Threat Management, Security Strategy, Plan, Budget

A few days from midterms, only 21 states have submitted to DHS election security audit

Less than a week from the 2018 Midterm election, only 21 U.S. states have submitted to a Department of Homeland Security (DHS) vote hacking vulnerability assessment.

The DHS has a team of officials prepared to examine statewide election systems and run in-person exercises such as phishing tests to ensure election officials are prepared to defend against cyberattack. The services are offered free of charge through the department's National Protection and Programs Directorate that coordinates cyber protection of U.S. infrastructure.

While the DHS declined to say which states have and haven’t completed assessments, ABC News contacted election officials in all 50 states to learn whether or not they had participated and only: Arizona, Colorado, Connecticut, Delaware, Iowa, Illinois, Indiana, Maryland, Massachusetts, Minnesota, Montana, Nebraska, North Carolina, Pennsylvania, Rhode Island, South Carolina, Utah, Washington and Wisconsin, confirmed that they had, while several others declined to comment.

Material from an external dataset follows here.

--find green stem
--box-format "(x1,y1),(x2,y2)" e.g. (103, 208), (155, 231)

A Louisiana election official told the news agency the state is currently undergoing a DHS assessment and a New York official said the state has completed paperwork and is awaiting an assessment.

A Maine election official, whose state did not undergo a DHS assessment, told ABC the state's voter-registration database is the only Internet-accessible part of its election system and is "heavily password protected, backed up, and monitored for suspicious activity" by state IT staff.

Arkansas election officials passed on the DHS’s offer because they felt they were already well prepared and Michigan, which also has not undergone a DHS assessment said the state has already done “similar work with outside vendors and the Michigan Department of Technology, Management and Budget, which has its own cybersecurity resources that serve state agencies.”

Marten Mickos, CEO of HackerOne, told SC Media it is imperative that society set strict security standards on voting systems and that old machines are updated or entirely taken out of commission.

“Voting systems have not been subjected to basic security best practices such as third-party source code review, vulnerability disclosure, and any level of transparency that a critical system should undergo before they are depended on by our democracy,” Mickos said. “As a result of this, voting machines are actually at a higher risk than many other critical systems.”